Suara Hukum.Live KARAWANG – Di bawah langit malam yang mulai menggema dengan suara takbir, Pemerintah Kabupaten Karawang melakukan langkah taktis yang tak biasa. Alih-alih hanya sekadar seremoni, Festival Ngadulag Bedug dan Takbir Keliling tahun ini resmi bertransformasi menjadi instrumen "rekayasa sosial" untuk menjaga kondusivitas kota.

Bupati Karawang menegaskan bahwa festival yang diikuti oleh seluruh kecamatan ini bukan sekadar panggung unjuk bakat memukul bedug, melainkan strategi preventif untuk mengkanalisasi energi masyarakat ke arah yang positif.

Berbeda dengan tahun-tahun sebelumnya yang seringkali terpusat di jantung kota, inovasi tahun ini terletak pada penyebaran titik acara. Dengan membagi festival ke dalam tiga titik strategis, Pemkab Karawang berhasil memecah kepadatan massa sekaligus mendekatkan ruang hiburan religius ke pemukiman warga.

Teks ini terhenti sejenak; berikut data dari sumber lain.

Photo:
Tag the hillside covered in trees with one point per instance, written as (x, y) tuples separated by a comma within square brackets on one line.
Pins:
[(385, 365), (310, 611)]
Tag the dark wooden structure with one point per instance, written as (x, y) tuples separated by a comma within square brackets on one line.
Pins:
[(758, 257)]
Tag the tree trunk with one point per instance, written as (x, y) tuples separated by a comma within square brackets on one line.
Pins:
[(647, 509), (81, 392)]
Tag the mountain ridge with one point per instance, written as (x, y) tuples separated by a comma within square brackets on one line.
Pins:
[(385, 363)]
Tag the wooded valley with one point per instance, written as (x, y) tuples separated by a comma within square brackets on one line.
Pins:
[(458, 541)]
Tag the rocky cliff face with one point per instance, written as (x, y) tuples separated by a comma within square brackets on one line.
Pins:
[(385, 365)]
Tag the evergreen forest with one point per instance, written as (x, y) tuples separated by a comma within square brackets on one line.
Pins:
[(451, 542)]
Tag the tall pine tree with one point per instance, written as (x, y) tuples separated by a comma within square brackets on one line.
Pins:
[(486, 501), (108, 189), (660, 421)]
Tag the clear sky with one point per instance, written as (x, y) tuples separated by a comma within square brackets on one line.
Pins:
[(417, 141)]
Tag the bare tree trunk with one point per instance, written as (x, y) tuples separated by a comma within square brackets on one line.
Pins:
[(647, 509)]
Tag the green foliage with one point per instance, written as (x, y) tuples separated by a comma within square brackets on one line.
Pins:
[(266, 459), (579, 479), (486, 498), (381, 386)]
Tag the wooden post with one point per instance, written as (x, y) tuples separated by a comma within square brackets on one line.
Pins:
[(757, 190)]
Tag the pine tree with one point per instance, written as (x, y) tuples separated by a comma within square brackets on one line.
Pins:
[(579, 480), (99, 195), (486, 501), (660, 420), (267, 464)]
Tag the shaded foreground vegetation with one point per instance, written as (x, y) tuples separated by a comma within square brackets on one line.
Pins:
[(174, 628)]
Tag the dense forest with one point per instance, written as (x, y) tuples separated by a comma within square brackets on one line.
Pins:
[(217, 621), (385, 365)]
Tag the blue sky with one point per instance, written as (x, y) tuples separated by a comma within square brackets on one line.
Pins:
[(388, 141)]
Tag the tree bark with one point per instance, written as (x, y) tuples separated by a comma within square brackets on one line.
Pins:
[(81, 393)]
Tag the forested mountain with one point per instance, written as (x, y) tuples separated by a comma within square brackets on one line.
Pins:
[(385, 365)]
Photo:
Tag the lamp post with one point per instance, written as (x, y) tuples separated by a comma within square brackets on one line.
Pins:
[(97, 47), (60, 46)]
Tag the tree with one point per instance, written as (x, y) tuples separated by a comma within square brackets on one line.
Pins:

"Kami ingin menghadirkan ruang-ruang positif yang inklusif. Festival ini adalah jawaban kita untuk meminimalisir potensi kegiatan negatif di jalanan dengan cara yang lebih bermartabat dan kultural," ujar Bupati di sela-sela acara.

Secara jurnalistik, langkah ini dilihat sebagai upaya branding daerah yang menggabungkan nilai religius dengan penataan ketertiban umum. Beberapa poin inovasi yang menonjol tahun ini antara lain:

Keterlibatan 30 kecamatan yang membawa karakteristik khas daerah masing-masing dalam seni ngadulag. Strategi tiga titik yang efektif mengurangi kemacetan total di pusat kabupaten. Menjadikan bedug sebagai simbol pemersatu (kekompakan) di tengah gempuran tren modernisasi.

Festival ini membuktikan bahwa tradisi lama jika dikemas dengan manajemen modern, mampu menjadi solusi bagi tantangan sosial perkotaan. Karawang malam ini tidak hanya merayakan kemenangan spiritual, tapi juga kemenangan dalam menjaga kebersamaan dan ketertiban warganya.